They watched the lowering skies, and groaned when the downpour slackened a moment, and yelled and cheered again when it increased and came sweeping in blinding sheets down the valley.
They flung off their wet boots and sat to tea, and listened to the water roaring on the iron roof, till they had to shout to make themselves heard; they kept jumping up to look out of the door, and came back grinning widely, with the assurance that it was coming down “Bonzer”; they hurried over their meal, and crowded out on the verandah to stand and watch the waterfall that cascaded down from the overflowed gutters.
Aleck Gault made them set his window wide as it would go, and haul his bed over beside it, so that he could lean over and stretch his hand out and feel the rain beat down on it. And he laughed when Steve swore at him for letting the water run down his arm and soak his shirt-sleeve, and threatened if they said much more to flop out of bed, leg and all, and crawl out into the rain.
Scottie caught his horse and rode down the hill track and out on to the plains, and came back with the water streaming from his hat and cloak, and told the men that “The flat was full o’ water as a wet sponge, an’ the billabong full an’ rinnin’ fast.” And the men cheered the news as men cheer a stubborn fight and gallant victory.
They cheered again when the roof sprang a leak and a stream of water began to trickle down on the table; they cheered Blazes arranging pails and kerosene tins to catch the flood; they shouted with laughter and cheered again when Darby the Bull, running across the yard, slipped and fell, and picked himself up covered with mud. They were bubbling over with joy and good-humour, and flung jokes, and bandied words, and shouted roaring laughter at the feebliest of fun and clumsiest of wit. And when Darby, saying that now he was dirty and half wet he might as well have the pleasure of getting properly wet, went out grinning and took his stand under a spouting water pipe, they shed their clothes and flung them into the hut, and ran down and stood in the downpour. They slapped one another’s naked backs and limbs, and came on the verandah and soaped themselves, and stood out in the rain and washed and lathered themselves, and held their arms wide and turned their faces to the sky, and let the clean, sweet water sluice their mother-naked limbs and bodies.

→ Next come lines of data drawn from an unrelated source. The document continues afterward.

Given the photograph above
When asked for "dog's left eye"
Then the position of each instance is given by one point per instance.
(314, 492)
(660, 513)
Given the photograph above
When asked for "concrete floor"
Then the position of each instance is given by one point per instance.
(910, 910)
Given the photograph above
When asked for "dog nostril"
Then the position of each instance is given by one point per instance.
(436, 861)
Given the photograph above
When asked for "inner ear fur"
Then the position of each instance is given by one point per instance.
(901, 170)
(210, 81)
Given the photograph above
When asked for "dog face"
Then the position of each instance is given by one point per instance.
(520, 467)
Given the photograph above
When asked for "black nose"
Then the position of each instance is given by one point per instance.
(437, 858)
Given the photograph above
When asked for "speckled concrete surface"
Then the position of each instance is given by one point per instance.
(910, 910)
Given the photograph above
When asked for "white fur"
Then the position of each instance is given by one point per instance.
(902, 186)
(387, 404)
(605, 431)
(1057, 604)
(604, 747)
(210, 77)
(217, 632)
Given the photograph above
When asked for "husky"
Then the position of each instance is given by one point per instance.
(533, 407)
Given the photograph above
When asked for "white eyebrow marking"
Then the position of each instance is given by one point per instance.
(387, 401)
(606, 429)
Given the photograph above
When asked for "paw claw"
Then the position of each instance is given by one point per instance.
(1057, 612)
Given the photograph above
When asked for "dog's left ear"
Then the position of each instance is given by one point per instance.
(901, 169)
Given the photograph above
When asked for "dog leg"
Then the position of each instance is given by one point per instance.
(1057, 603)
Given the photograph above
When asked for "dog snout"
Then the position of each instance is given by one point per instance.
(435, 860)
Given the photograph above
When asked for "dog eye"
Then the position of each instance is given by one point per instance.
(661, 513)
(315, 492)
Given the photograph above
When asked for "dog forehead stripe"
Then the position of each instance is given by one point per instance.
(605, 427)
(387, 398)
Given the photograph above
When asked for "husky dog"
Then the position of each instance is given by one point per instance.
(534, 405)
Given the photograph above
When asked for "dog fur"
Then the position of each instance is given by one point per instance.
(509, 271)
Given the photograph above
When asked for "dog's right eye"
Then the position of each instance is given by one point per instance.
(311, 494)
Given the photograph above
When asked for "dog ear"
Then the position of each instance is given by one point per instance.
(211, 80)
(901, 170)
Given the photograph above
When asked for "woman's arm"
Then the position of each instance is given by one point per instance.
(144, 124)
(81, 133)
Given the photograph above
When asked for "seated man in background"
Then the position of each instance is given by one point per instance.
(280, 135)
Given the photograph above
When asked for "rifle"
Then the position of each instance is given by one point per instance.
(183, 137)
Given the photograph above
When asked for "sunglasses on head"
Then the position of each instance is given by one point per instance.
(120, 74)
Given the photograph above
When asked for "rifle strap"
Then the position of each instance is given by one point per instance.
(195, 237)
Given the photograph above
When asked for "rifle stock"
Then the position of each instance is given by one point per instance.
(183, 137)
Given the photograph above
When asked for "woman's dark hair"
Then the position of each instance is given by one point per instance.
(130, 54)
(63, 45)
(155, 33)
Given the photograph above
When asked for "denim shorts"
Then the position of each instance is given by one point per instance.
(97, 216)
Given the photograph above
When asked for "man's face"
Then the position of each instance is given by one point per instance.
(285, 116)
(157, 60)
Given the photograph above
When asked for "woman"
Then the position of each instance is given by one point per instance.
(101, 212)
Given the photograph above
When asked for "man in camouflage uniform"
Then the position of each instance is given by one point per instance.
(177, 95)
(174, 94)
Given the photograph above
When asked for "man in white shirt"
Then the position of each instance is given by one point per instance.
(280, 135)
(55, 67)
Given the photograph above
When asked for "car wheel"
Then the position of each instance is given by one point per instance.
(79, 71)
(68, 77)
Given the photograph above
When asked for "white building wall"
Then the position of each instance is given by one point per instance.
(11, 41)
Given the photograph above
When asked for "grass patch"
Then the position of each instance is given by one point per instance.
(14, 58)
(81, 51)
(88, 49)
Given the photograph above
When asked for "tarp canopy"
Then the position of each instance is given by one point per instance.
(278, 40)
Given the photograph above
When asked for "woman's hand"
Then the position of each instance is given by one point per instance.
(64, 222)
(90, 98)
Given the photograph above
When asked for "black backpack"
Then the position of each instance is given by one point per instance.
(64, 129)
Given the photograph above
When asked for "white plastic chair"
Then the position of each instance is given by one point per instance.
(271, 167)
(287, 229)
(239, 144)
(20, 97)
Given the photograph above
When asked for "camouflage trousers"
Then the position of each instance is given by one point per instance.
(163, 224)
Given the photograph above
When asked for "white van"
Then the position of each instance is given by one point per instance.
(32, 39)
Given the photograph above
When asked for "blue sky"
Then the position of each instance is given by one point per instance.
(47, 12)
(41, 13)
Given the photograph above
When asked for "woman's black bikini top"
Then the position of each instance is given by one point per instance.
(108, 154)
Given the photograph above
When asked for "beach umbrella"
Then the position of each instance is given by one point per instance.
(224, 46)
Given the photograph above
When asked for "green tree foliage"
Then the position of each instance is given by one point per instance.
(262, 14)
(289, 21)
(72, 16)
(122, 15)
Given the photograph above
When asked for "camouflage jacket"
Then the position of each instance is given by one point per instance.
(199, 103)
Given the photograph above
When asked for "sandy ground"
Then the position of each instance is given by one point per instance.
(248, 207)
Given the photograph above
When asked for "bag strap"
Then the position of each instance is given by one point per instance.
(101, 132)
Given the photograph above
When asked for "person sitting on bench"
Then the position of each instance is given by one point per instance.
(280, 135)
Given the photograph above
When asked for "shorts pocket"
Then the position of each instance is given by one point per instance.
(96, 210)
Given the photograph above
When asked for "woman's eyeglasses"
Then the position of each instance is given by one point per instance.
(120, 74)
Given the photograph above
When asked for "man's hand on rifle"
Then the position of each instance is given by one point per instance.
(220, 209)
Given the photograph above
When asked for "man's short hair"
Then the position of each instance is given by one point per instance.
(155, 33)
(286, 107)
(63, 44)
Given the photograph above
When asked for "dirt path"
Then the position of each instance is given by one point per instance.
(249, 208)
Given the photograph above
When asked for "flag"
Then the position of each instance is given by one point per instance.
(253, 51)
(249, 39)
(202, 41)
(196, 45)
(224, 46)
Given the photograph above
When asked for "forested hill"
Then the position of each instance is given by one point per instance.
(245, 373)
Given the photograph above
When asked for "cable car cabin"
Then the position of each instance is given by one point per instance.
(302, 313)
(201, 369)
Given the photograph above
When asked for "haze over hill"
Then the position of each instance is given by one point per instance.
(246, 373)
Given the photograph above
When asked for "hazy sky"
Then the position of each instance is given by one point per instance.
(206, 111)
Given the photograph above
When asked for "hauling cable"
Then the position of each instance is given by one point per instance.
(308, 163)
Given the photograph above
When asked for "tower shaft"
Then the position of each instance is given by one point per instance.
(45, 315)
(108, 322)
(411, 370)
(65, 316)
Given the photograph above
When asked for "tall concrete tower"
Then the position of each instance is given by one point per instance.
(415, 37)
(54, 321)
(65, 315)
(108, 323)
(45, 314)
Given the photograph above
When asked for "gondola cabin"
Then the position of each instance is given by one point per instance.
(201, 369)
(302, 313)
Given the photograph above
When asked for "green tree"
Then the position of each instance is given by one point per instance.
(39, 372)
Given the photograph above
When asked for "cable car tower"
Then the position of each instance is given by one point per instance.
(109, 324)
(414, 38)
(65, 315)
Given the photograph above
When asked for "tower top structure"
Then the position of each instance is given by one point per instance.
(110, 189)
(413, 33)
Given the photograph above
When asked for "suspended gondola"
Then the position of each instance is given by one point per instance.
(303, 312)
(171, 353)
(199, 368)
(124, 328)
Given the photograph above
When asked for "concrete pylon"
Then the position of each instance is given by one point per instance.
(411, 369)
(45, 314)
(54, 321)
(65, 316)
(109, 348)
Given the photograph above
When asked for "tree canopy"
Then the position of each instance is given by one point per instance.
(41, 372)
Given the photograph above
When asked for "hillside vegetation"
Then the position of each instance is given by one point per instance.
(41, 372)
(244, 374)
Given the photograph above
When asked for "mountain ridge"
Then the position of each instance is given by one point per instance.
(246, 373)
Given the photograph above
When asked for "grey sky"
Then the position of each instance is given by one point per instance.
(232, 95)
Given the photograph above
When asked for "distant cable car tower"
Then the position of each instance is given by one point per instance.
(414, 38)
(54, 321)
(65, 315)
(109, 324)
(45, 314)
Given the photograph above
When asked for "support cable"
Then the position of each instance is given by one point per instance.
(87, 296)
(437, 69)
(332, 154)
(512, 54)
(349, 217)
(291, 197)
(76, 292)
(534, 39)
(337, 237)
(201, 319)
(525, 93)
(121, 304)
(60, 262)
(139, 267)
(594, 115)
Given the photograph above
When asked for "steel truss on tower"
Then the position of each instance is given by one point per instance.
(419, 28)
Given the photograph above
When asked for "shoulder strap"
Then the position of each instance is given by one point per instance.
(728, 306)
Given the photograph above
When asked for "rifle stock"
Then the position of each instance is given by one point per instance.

And when Whip Thompson and Jack Ever pranced round in imitation of a black fellows’ corroboree and war dance, or Cocky Smith waddled across the yard and flapped his crook’d elbows and qua-a-ack-uack-uack-ed, or Darby held his hand out and looked up at the sky, and solemnly said he believed he felt a spot of rain, while the water ran in streams from him, they guffawed in gales of laughter, and yelled in an ecstacy of mirth. It was all very foolish and very childish, of course, but—well, the rain had come, plentiful, drenching, drowning rain; and let them and their folly be judged only by those who have known the rain come after a dry spell in the outside country, for no others can.
They were children for the time being, it is true—happy, boisterous children—but a few clipped sentences and a mouthful of speech was enough to turn them to men again.
A horseman splashed up out of the rain, and was met by a torrent of chaff and rough witticisms. “Did they come?” he asked, without heeding their banter. “Did they get through?”
A hush dropped on them at his anxious words. “Who?” someone asked. “Did who get through?” The horseman groaned. “Then they didn’t,” he said. “Dolly Grey started out to drive Miss Ess over here in the buggy this afternoon.”
Scottie and Steve Knight had come running from the house when they saw the horseman, and they came in time to hear his words. “What’s the billabong like?” said Scottie, quickly. “And how did you get here?” asked Steve.